The Hang Seng Index has hit a seven-year high after Chinese authorities relaxed rules for mainland institutional investors to access H shares.
Foreign investors have opted to take profit and stay away as A shares become increasingly expensive.
However, foreign capital only accounts for a tiny part of mainland A shares. The market rally will continue as long as local investors remain confident. The Shanghai Composite Index once tested 4,000 in midday trading.
Currently, the fundamentals for most stocks are not excellent, but the policy direction is still to support the equity market, and massive capital continues to flow in. Given such a situation, the liquidity-driven market bull has yet to wind up.
Nevertheless, new stock accounts in Shanghai and Shenzhen added 1.56 million between March 30 and April 3, down 6.39 percent from the previous week, according to data from ChinaClear. It might be a sign that money flowing into the market is close to the peak.

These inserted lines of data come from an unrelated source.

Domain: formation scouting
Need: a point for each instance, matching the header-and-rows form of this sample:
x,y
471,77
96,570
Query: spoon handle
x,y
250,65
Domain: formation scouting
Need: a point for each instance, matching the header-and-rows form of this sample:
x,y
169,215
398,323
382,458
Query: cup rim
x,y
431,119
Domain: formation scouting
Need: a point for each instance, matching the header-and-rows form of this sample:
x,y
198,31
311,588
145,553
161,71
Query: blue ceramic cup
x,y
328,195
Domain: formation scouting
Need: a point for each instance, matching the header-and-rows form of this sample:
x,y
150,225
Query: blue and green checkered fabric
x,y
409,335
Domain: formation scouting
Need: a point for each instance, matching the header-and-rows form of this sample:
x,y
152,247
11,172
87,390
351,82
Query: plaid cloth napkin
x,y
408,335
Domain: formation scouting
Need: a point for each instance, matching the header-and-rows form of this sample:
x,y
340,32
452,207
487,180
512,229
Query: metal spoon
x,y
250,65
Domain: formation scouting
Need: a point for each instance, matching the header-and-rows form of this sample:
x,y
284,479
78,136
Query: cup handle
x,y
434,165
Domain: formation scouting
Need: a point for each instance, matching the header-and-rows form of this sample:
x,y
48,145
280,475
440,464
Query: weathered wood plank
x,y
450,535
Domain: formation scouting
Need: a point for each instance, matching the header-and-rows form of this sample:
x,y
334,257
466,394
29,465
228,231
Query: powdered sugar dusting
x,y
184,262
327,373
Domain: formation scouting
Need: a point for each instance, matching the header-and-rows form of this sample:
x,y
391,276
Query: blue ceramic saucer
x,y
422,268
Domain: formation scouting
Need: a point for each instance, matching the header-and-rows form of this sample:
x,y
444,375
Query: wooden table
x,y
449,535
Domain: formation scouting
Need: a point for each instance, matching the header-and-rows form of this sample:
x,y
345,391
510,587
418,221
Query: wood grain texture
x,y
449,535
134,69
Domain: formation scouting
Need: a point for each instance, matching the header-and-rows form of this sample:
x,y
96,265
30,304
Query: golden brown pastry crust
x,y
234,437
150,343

The Shanghai Stock Exchange said on April 3 that it will allow individual investors to open multiple trading accounts with different brokerage firms. Currently, they are only allowed to have one trading account. The move will intensify competition among brokerages.
Several brokerage stocks led the market rally on Wednesday with Western Securities (002673.CN), Guosen Securities (002736.CN) and Orient Securities (600958.CN) surging by the daily limit.
Meanwhile, Beijing continues to unveil supportive policies. The State Council, the nation’s cabinet, said on Wednesday the government will reduce the existing resource tax levied on iron ore by 40 percent, in a bid to ease the burden on domestic iron ore miners and support the real economy.
The move will boost shares of several domestic iron ore producers like Shandong Hongda Mining (600532.CN); Guangdong Mingzhu Group (600382.CN), a major iron ore producer in south China; and Guangsu Jiu Steel Group Hongxing Iron & Steel (600307.CN), one of the largest steelmakers in northwestern China.
The cabinet also cut coal-fired on-grid tariff by 0.02 yuan per kWh, and reduced industrial power tariff by 0.18 yuan per kWh. The move will help ease the cost burden of a number of companies but it could reduce the earnings of power plants. It’s also bad news for coal miners who are already struggling with oversupply in the market.
This article appeared in the Hong Kong Economic Journal on April 9.